Wilfried Bounsi,Borja Ibarz,Andrew Dudzik,Jessica B. Hamrick,Larisa Markeeva,Alex Vitvitskyi,Razvan Pascanu,Petar Veličković
Abstract:Transformers have revolutionized machine learning with their simple yet effective architecture. Pre-training Transformers on massive text datasets from the Internet has led to unmatched generalization for natural language understanding (NLU) tasks. However, such language models remain fragile when tasked with algorithmic forms of reasoning, where computations must be precise and robust. To address this limitation, we propose a novel approach that combines the Transformer's language understanding with the robustness of graph neural network (GNN)-based neural algorithmic reasoners (NARs). Such NARs proved effective as generic solvers for algorithmic tasks, when specified in graph form. To make their embeddings accessible to a Transformer, we propose a hybrid architecture with a two-phase training procedure, allowing the tokens in the language model to cross-attend to the node embeddings from the NAR. We evaluate our resulting TransNAR model on CLRS-Text, the text-based version of the CLRS-30 benchmark, and demonstrate significant gains over Transformer-only models for algorithmic reasoning, both in and out of distribution.
What problem does this paper attempt to address?
The main problem this paper attempts to address is: how to enhance the robustness and generalization ability of Transformers in algorithmic reasoning tasks, especially when dealing with unseen input scales. Specifically, the authors propose a hybrid architecture called TransNAR, which combines the language understanding capabilities of Transformers with the neural algorithmic reasoner (NAR) based on graph neural networks (GNN). Through this hybrid architecture, the paper aims to overcome the fragility of existing Transformers in handling algorithmic reasoning tasks, particularly in out-of-distribution (OOD) scenarios.
### Main Problems and Solutions
1. **Limitations of Transformers**:
- **Strong language understanding but weak algorithmic reasoning**: Existing Transformers perform excellently in natural language understanding tasks but poorly in tasks requiring precise computation and reasoning, especially when dealing with unseen input scales.
- **Poor out-of-distribution generalization**: Transformers show a significant drop in performance when handling tasks beyond the scope of the training data.
2. **Advantages of NAR**:
- **Robust algorithmic reasoning ability**: NAR performs well in algorithmic tasks, can handle different input scales, and has strong generalization ability in out-of-distribution scenarios.
- **Requirement for structured input**: NAR requires structured graph-form input, which limits its direct application in natural language tasks.
3. **Proposal of TransNAR**:
- **Combining Transformer and NAR**: TransNAR combines NAR's node embeddings with Transformer's token embeddings, using cross-attention mechanisms to allow the Transformer to access NAR's computation results.
- **Two-stage training**: TransNAR employs a two-stage training strategy, first pre-training NAR to perform various algorithmic tasks, then introducing NAR's embeddings into the Transformer and conducting joint training through cross-attention mechanisms.
### Experimental Validation
- **Benchmark Testing**: The paper conducts experiments on the CLRS-Text benchmark, a text version of the CLRS-30 benchmark, used to evaluate algorithmic reasoning tasks.
- **Performance Improvement**: Experimental results show that TransNAR significantly outperforms models using only Transformers in various algorithmic tasks, with particularly notable performance improvements in out-of-distribution scenarios.

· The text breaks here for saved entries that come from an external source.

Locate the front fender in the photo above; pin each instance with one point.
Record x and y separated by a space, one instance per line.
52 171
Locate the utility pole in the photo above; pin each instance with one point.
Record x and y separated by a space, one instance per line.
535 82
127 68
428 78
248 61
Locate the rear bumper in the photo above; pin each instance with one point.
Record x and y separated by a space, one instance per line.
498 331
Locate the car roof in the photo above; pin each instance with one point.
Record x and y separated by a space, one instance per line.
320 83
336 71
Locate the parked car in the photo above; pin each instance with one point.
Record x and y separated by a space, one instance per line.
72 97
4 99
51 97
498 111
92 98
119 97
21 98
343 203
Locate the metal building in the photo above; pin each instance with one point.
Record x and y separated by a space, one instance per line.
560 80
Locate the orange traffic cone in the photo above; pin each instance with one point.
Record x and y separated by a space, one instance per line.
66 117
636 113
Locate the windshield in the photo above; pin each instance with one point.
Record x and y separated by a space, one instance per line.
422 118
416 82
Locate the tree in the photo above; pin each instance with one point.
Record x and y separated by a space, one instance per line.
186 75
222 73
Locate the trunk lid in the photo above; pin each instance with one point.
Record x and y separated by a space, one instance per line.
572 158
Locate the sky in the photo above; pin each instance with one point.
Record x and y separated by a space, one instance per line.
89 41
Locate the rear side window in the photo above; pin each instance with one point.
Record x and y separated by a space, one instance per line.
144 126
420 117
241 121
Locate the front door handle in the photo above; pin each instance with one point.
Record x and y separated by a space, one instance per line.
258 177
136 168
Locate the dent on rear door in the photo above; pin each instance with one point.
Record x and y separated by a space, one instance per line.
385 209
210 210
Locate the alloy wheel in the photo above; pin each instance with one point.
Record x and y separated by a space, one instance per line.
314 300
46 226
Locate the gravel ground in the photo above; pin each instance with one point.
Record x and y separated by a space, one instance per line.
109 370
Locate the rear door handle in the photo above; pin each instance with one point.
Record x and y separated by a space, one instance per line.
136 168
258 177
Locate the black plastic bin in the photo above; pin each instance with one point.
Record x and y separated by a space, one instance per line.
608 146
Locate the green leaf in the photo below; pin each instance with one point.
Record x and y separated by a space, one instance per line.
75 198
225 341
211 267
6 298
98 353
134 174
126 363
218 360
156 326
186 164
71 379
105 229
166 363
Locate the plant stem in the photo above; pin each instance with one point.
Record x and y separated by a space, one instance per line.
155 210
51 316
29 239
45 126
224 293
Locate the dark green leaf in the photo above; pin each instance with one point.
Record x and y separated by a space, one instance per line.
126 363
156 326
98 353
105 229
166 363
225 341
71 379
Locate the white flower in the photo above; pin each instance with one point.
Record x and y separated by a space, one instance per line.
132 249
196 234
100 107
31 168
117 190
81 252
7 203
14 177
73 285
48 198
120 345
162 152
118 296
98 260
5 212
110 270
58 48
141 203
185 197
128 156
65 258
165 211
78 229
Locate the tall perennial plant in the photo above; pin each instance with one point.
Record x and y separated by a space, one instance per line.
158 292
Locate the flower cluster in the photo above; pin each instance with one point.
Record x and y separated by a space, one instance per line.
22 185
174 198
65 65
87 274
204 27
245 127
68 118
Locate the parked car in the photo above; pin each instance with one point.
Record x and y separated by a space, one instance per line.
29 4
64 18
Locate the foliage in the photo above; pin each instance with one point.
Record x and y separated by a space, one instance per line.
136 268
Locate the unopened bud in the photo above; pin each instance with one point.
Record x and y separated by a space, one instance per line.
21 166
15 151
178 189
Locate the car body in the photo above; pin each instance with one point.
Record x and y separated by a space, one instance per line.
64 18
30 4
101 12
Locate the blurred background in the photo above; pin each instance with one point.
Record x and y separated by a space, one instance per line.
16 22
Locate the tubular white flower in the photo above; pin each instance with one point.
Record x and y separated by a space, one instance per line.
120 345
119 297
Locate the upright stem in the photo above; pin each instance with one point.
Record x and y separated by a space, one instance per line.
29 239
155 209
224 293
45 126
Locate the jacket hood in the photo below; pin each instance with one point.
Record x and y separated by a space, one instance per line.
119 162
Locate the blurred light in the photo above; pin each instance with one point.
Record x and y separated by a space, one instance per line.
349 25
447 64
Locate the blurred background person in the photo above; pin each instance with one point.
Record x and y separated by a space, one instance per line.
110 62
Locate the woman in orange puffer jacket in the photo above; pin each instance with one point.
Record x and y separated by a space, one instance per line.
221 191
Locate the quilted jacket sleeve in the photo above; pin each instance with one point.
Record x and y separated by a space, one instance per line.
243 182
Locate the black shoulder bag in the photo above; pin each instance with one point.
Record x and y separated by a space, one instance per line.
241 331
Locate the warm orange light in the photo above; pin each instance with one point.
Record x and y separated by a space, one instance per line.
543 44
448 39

- **Specific Metrics**: The paper uses multiple metrics to evaluate model performance, including shape score, parse score, and CLRS score, which respectively measure the correctness of output shape, parsing correctness, and the degree of match with the true answer.
### Conclusion
- **Main Contribution**: TransNAR significantly improves the performance of models in algorithmic reasoning tasks by combining the language understanding capabilities of Transformers with the robust algorithmic reasoning abilities of NAR, especially when dealing with unseen input scales.
- **Future Work**: The authors note that while TransNAR performs well in many tasks, some algorithmic tasks, particularly those involving index searching, have not fully surpassed baseline models. Future research could further optimize the cross-attention mechanism or explore other methods to enhance the model's generalization ability.
### Summary
By proposing the TransNAR model, this paper successfully addresses the fragility and lack of out-of-distribution generalization ability of Transformers in algorithmic reasoning tasks, providing new directions for future research.